En 2022, R. Mc Gregor, spécialiste de l’Asie, écrivait : « S’il fallait une preuve que la loyauté l’emporte sur la méritocratie dans la Chine de Xi, la promotion de Li Qiang en est une ». Ce constat s’étend à tous les régimes autoritaires, et, aujourd’hui, à l’Amérique de Trump…
Lors de son procès à Jérusalem, en 1961, l’ancien officier SS Adolf Eichmann fut décrit par l’un des témoins de la défense comme vouant une « admiration sans limite et immodérée » à Hitler, ce caporal suppléant devenu chancelier du Reich. Lui-même, sans formation, sans diplôme, était parvenu au grade « prestigieux » d’Obersturmbannfürher, grâce à son zèle et sa loyauté sans faille envers le führer, via le système hiérarchique nazi. La philosophe Hannah Arendt a décrit ce phénomène, sans vraiment l’expliquer, dans son célèbre essai « La banalité du mal ». Mais comment comprendre une telle loyauté de la part d’un homme immoral envers un criminel effroyable ?
La loyauté est souvent confondue, à tort, avec la fidélité. En réalité, les nuances sont nombreuses entre ces deux conduites humaines. La fidélité s’apparente à une constance dans le temps concernant un engagement, un sentiment ou une opinion. En ce sens, la fidélité est la disposition d’une personne à ne pas varier au gré des circonstances, et à entretenir des relations stables avec les choses ou avec les êtres vivants. Ainsi, on peut être fidèle à sa marque de shampoing ou à son banquier…

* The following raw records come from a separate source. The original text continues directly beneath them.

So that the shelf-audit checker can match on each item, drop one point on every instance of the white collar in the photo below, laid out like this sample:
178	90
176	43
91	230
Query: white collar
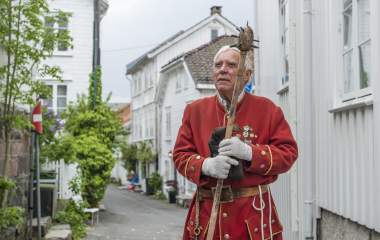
225	103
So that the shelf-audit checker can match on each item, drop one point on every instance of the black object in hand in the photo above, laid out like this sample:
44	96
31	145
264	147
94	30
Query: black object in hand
236	172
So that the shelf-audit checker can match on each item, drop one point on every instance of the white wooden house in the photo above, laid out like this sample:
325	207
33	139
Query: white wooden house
76	65
145	73
184	79
319	60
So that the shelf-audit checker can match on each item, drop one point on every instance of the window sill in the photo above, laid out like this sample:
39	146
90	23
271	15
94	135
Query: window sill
353	104
283	89
63	54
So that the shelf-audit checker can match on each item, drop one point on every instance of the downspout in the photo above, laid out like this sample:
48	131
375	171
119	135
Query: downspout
309	190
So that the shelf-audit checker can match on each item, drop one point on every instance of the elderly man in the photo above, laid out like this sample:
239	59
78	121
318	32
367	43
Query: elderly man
263	142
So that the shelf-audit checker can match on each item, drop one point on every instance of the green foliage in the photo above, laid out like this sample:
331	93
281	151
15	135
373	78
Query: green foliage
11	216
88	138
75	216
6	184
95	96
129	156
27	40
155	181
159	195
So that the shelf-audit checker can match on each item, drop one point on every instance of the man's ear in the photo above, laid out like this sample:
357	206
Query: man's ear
247	76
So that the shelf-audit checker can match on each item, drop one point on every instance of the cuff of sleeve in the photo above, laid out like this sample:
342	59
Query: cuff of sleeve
261	159
193	168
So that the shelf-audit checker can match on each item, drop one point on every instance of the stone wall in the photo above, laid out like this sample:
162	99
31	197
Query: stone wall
19	166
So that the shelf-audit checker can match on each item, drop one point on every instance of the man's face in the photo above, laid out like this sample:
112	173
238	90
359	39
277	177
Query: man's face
225	71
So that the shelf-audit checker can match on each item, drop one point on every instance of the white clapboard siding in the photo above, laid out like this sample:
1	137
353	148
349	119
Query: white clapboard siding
347	178
285	187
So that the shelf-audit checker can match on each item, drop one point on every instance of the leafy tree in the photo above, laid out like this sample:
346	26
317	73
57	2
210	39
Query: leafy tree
26	41
145	154
88	139
129	156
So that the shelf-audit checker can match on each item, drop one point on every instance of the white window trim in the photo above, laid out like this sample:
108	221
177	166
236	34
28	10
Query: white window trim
359	96
67	53
55	85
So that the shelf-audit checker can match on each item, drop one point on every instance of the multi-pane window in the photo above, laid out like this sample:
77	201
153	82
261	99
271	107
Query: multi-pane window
61	98
58	102
284	33
61	27
62	30
168	128
356	48
214	34
178	83
48	103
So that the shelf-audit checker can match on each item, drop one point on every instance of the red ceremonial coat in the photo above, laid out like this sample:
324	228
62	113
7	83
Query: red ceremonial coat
274	150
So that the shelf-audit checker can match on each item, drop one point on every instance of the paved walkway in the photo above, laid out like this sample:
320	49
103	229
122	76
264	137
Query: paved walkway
134	216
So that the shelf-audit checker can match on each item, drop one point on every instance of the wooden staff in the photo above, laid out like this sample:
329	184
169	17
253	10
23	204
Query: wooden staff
245	44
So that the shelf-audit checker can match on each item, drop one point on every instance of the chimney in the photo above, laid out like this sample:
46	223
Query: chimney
216	10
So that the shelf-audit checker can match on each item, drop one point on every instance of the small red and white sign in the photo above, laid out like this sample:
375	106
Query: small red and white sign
37	118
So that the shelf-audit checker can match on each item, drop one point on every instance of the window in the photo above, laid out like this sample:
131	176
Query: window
62	30
185	80
178	84
214	34
284	28
61	98
356	49
168	122
48	102
61	27
58	102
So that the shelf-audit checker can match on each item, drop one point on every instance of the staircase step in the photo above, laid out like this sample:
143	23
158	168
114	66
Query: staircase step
45	225
59	232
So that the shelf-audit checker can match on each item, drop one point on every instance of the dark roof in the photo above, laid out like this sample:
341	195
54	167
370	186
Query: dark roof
200	59
131	66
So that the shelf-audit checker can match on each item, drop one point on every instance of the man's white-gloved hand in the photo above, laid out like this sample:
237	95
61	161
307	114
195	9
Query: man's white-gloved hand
234	147
218	167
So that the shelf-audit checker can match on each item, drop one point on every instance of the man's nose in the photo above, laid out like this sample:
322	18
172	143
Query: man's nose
224	68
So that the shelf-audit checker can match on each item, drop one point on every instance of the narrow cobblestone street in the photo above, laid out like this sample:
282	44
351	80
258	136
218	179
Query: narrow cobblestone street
134	216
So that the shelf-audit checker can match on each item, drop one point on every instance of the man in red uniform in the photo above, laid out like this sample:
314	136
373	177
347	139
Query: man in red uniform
263	142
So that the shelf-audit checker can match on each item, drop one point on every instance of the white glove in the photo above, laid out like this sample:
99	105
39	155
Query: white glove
218	167
234	147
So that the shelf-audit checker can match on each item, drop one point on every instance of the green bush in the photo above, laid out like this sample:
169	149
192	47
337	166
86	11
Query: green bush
155	181
75	216
10	216
159	195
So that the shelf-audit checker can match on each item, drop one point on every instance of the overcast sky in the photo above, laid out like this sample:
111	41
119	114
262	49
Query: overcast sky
132	27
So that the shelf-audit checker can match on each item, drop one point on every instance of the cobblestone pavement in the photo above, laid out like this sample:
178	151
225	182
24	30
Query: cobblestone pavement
134	216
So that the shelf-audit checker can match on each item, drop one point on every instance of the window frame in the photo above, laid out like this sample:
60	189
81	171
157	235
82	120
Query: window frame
356	93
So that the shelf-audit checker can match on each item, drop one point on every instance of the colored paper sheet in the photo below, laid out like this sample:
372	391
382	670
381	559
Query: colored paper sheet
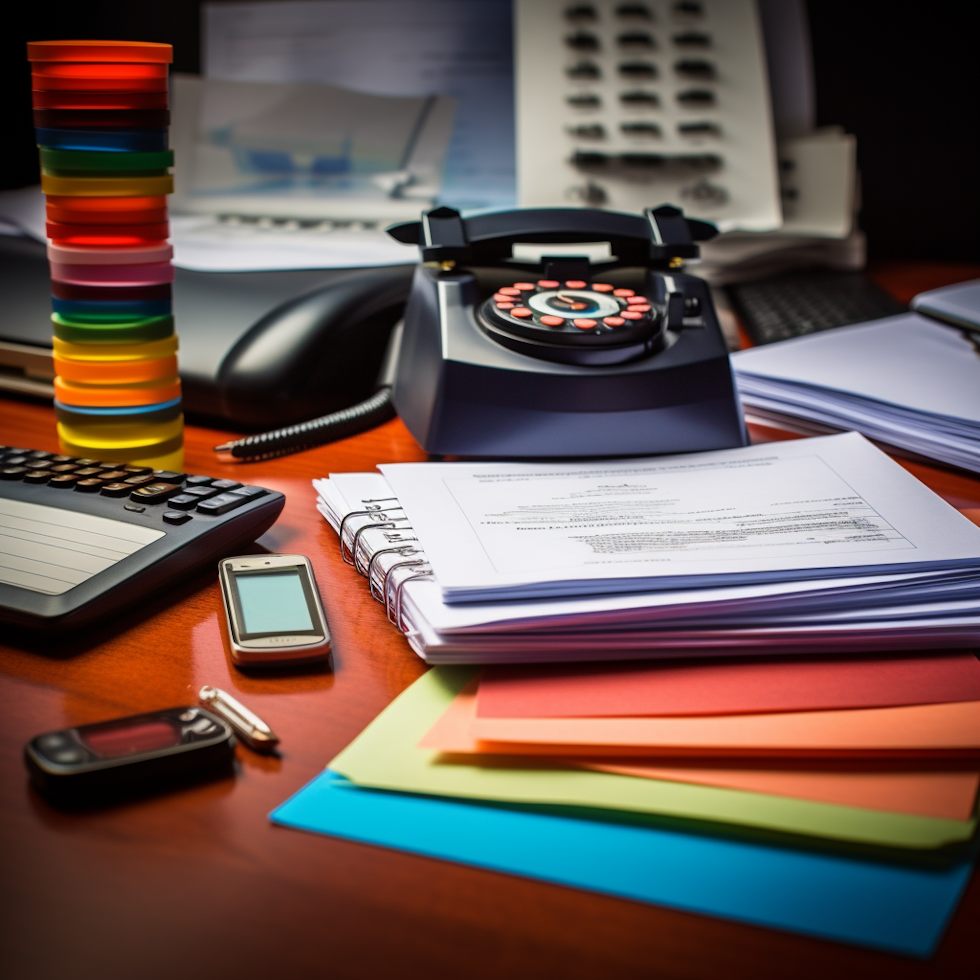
385	756
951	795
932	730
739	687
894	908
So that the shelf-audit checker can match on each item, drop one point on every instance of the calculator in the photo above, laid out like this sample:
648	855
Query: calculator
82	540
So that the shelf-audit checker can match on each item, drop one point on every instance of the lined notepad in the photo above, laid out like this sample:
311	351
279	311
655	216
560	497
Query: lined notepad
51	550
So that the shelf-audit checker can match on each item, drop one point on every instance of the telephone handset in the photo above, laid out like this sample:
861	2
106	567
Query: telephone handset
548	332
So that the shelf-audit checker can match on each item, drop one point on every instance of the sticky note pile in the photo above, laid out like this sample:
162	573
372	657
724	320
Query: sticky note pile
102	123
830	797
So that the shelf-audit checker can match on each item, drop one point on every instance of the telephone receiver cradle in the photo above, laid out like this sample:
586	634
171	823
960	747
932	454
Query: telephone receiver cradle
562	332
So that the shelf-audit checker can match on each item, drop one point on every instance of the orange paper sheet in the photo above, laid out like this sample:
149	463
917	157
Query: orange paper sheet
951	795
717	688
933	730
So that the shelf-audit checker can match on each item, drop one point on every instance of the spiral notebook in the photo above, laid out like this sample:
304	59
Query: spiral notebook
927	598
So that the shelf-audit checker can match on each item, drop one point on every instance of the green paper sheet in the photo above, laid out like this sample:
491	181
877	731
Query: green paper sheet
386	756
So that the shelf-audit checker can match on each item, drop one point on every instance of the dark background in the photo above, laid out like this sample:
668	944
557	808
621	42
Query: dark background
904	81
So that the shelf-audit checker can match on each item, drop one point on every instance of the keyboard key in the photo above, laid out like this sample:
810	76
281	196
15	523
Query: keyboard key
63	481
154	493
250	493
221	504
167	476
184	501
117	490
201	493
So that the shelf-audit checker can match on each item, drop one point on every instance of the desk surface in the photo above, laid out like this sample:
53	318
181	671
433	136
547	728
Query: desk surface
201	880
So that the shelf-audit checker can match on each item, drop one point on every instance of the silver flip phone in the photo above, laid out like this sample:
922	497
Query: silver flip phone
274	611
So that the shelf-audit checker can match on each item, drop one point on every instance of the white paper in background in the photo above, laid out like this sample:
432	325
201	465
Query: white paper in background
205	243
306	150
390	47
763	513
741	193
904	360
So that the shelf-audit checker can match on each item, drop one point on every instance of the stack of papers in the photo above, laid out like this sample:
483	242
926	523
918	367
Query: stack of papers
906	381
820	836
798	547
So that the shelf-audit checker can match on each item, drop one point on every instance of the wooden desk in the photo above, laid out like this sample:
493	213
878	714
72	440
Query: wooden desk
200	883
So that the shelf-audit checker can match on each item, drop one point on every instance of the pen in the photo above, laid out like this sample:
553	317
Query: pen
252	730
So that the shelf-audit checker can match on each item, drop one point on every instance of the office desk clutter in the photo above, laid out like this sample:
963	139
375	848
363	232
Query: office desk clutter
831	849
100	108
911	382
799	547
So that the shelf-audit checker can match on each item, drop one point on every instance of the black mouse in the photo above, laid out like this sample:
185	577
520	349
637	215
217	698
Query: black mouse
314	354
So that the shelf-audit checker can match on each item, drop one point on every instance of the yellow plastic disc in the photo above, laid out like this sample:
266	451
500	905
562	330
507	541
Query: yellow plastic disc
121	436
107	186
115	352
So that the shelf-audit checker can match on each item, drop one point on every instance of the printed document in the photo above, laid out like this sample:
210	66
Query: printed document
810	508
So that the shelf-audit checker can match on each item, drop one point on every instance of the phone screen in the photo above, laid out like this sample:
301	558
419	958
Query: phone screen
274	602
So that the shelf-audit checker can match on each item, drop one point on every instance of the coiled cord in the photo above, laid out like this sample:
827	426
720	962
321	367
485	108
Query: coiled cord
328	428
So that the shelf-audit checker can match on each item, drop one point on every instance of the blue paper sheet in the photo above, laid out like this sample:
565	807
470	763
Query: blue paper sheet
890	907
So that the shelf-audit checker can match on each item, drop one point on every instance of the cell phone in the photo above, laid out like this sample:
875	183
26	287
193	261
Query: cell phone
152	751
274	611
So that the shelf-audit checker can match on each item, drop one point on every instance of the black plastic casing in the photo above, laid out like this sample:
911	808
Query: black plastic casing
99	780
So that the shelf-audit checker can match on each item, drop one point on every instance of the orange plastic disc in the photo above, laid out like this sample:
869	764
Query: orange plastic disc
116	372
138	51
147	393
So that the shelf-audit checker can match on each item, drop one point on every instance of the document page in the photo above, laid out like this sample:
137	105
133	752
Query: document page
764	513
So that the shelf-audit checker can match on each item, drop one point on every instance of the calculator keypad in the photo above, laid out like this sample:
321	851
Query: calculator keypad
186	496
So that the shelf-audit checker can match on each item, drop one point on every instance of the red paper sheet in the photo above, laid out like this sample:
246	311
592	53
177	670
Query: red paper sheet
718	688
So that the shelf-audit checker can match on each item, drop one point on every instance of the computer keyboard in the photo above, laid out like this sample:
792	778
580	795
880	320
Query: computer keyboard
81	539
799	303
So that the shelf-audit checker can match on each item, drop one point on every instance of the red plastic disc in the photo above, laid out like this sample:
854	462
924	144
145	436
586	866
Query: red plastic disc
99	100
130	51
107	236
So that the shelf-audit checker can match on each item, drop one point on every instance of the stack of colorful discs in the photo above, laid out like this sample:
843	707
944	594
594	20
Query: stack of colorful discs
101	116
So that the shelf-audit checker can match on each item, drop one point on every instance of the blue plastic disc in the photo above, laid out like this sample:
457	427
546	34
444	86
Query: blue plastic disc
107	140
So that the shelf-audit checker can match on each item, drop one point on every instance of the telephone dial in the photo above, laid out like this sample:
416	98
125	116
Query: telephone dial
553	332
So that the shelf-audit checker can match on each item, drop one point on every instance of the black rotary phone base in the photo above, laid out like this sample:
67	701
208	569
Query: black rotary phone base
559	362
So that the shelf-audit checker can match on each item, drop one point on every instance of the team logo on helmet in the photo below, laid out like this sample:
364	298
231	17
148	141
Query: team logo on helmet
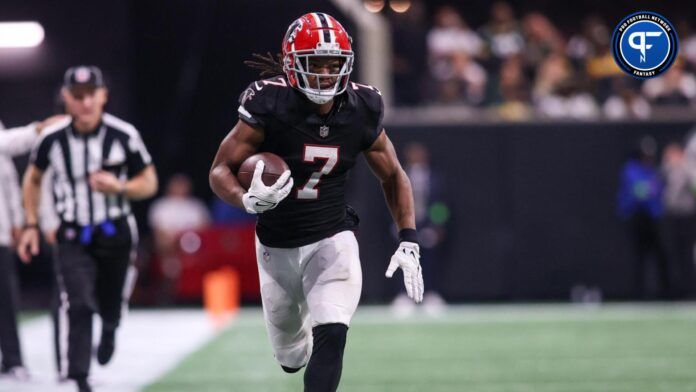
293	30
645	44
82	75
317	35
324	131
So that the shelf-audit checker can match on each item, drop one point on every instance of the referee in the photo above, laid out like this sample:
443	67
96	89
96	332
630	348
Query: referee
99	164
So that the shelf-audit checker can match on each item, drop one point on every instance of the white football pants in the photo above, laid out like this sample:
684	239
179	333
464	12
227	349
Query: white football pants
303	287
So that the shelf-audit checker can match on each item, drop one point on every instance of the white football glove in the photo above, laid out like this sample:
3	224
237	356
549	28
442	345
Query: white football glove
261	198
408	258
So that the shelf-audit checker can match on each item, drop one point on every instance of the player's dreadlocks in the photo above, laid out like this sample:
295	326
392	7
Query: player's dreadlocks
267	64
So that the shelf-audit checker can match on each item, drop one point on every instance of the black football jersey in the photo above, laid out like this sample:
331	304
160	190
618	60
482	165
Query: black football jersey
320	151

La loyauté, un fait psychologique
La relation de loyauté unit strictement deux individus et est unilatérale. Elle se joue de façon subtile et verticale d’un « disciple » envers un « maître ». Le maître apparaît comme un élément structurant et fondateur de la personnalité du disciple : Il lui a montré la voie, a reconnu ses qualités, et surtout, lui a donné sa confiance. Cette confiance est la clé du lien de loyauté qui unit alors le disciple à son maître : Elle ne peut pas être trahie, car la bafouer reviendrait à s’annihiler soi-même. La loyauté est ainsi ramenée, non pas à une disposition, une qualité intrinsèque du disciple, mais à un fait d’ordre purement psychologique. Dès lors, et contrairement à la fidélité, elle n’est ni bonne, ni mauvaise, la psychologie n’étant pas commandée par la morale. La loyauté n’est pas une vertu!
L’attachement du disciple à son maître n’a ainsi aucun fondement moral, au sens où le jugement moral n’entre pas en ligne de compte dans le lien de loyauté. La loyauté envers un criminel, telle que celle d’Eichmann envers Hitler, n’est pas rare, elle est même un fait commun dans les milieux mafieux, les cartels de la drogue, ou au sein d’organisations terroristes.
Alors, faut-il s’émerveiller devant la loyauté des Lavrov, Peskov, Medvedev, Wiles, Witkoff, Kushner et autres courtisans des grands de ce monde ? Aucunement ! Au fait, sont-ils loyaux envers ceux qu’ils servent, ou, plus prosaïquement, attachés à leurs propres intérêts ? Peu importe. Ils ont des yeux pour voir, un esprit critique pour penser, et la liberté de décider. Ils sont et seront comptables de leurs actes.